Recuperação após cirurgia
O objetivo é recuperar a qualidade de vida do animal. Na maioria dos casos isto implica a recuperação da capacidade de andar. O tempo que o animal demora a tornar a andar após a cirurgia está altamente dependente do quão elevado era a disfunção do cão anteriormente à cirurgia. Pacientes com controlo motor voluntário recuperam a capacidade de andar após 2 semanas ao passo que os que estão com dores profundas e não têm controlo motor podem necessitar de 4 semanas. Cuidados a nível da enfermagem para um cão que não consegue andar podem ser intensos, incluindo o esvaziamento da bexiga, manter o paciente deitado e fazendo terapia através de exercícios físicos. O cliente deve consultar o cirurgião de modo a obter informação sobre quais os exercícios (dos listados acima) que são mais indicados para o caso do seu cão.

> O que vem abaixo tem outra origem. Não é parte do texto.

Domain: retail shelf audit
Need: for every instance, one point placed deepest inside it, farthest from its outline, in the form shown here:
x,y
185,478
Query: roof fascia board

Quando não é expectável o cão andar
Tomar conta de um cão cujos membros posteriores não são recuperáveis é algo que nem todos os donos conseguem comprometer-se. Mesmo assim, isso pode ser feito e para o cão certo e pessoa certa torna-se uma experiência altamente recompensadora. Um grande progresso pode ser alcançado utilizando fisioterapia como os descritos acima e além disso existe uma gama de produtos disponíveis para assistência do animal imóvel.